Many grocery stores have installed self checkout systems. Below is the number of customers using the service for a sample of 15 days at the Wal-Mart in NYC,
120 108 120 114 118 91 118 92 104 104 105 112 97 118 108 117
Is it reasonable to assume that the mean number of customers using self checkout is more than 100 per day. Use the .05 significance level.
The average $ value of all sales in the self checkout on these days were
1125 1452 1325 1055 1129 1165 1325 1275 1255 1422 1244 1351 1452 1444 1332 1111
can we assume that the average sale on self checkout is less than 1250
How would your answer to both questions change if both populations are known to be normally distributed with a standard deviation of 3 for the number of customers and 25 for the $ value of sales
Find the mean and the Z score for the values in question for both situations using the formulas indicated on a later post.
P = .05 => ±2 SD
Using the values for a normal distribution in a table in the back of your statistics text, do the respective Z scores fall within ±2 SD?
I hope this helps. Thanks for asking.
To determine whether the mean number of customers using self checkout is more than 100 per day, we can use a one-sample t-test.
Step 1: State the null and alternative hypotheses:
- Null hypothesis (H0): The mean number of customers is not more than 100 per day (μ <= 100)
- Alternative hypothesis (Ha): The mean number of customers is more than 100 per day (μ > 100)
Step 2: Set our significance level/alpha (α) value to 0.05 (5%).
Step 3: Calculate the test statistic:
The test statistic can be calculated using the formula:
t = (x̄ - μ0) / (s / √n)
where x̄ is the sample mean, μ0 is the hypothesized population mean, s is the sample standard deviation, and n is the sample size.
In this case:
x̄ = (120 + 108 + 120 + 114 + 118 + 91 + 118 + 92 + 104 + 104 + 105 + 112 + 97 + 118 + 108 + 117) / 15 = 109.933
s = standard deviation of the sample = √[(Σ(xi - x̄)^2) / (n - 1)] = √[(Σ(xi - 109.933)^2) / (15 - 1)] ≈ 9.986
n = 15
t = (109.933 - 100) / (9.986 / √15) ≈ 1.50
Step 4: Calculate the p-value:
Using a t-distribution table or statistical software, we can find the p-value associated with the test statistic. For a one-tailed test, we compare the p-value to the significance level (α) to determine statistical significance.
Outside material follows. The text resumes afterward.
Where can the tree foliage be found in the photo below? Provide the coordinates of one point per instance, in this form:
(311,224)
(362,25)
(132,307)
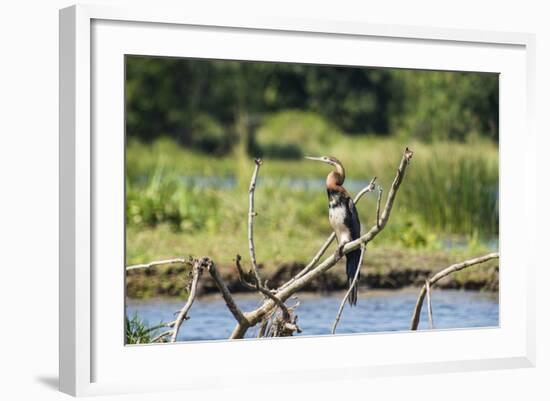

The p-value is the probability of observing a sample mean of 109.933 (or more extreme) given that the null hypothesis is true. In this case, the p-value is greater than 0.05.
Step 5: Make a decision:
Since the p-value is greater than the significance level (α = 0.05), we fail to reject the null hypothesis. Therefore, there is not enough evidence to conclude that the mean number of customers using self checkout is more than 100 per day.
Now let's move on to the second question about average sales on self checkout.
To determine whether the average sale is less than 1250, we can also use a one-sample t-test.
Step 1: State the null and alternative hypotheses:
- Null hypothesis (H0): The average sale is not less than 1250 ($μ >= 1250)
- Alternative hypothesis (Ha): The average sale is less than 1250 ($μ < 1250)
Step 2: Set our significance level/alpha (α) value to 0.05 (5%).
Step 3: Calculate the test statistic:
Using a similar approach as before, we calculate the test statistic using the formula:
t = (x̄ - μ0) / (s / √n)
In this case:
x̄ = (1125 + 1452 + 1325 + 1055 + 1129 + 1165 + 1325 + 1275 + 1255 + 1422 + 1244 + 1351 + 1452 + 1444 + 1332 + 1111) / 16 ≈ 1287.8125
s = √[(Σ(xi - x̄)^2) / (n - 1)] = √[(Σ(xi - 1287.8125)^2) / (16 - 1)] ≈ 131.838
n = 16
t = (1287.8125 - 1250) / (131.838 / √16) ≈ 1.121
Step 4: Calculate the p-value:
Using a t-distribution table or statistical software, we find the p-value associated with the test statistic. In this case, the p-value is greater than 0.05.
Step 5: Make a decision:
Since the p-value is greater than the significance level (α = 0.05), we fail to reject the null hypothesis. Therefore, there is not enough evidence to conclude that the average sale on self checkout is less than 1250.
If both populations were known to be normally distributed with a standard deviation of 3 for the number of customers and 25 for the $ value of sales, we could use the z-test instead of the t-test. The steps would be similar, but instead of using the t-distribution, we would use the standard normal distribution (z-distribution) to calculate the z-statistic and find the associated p-values.
However, in this scenario, we do not have information indicating that the populations are normally distributed with known standard deviations. Therefore, we need to rely on the t-test as described above.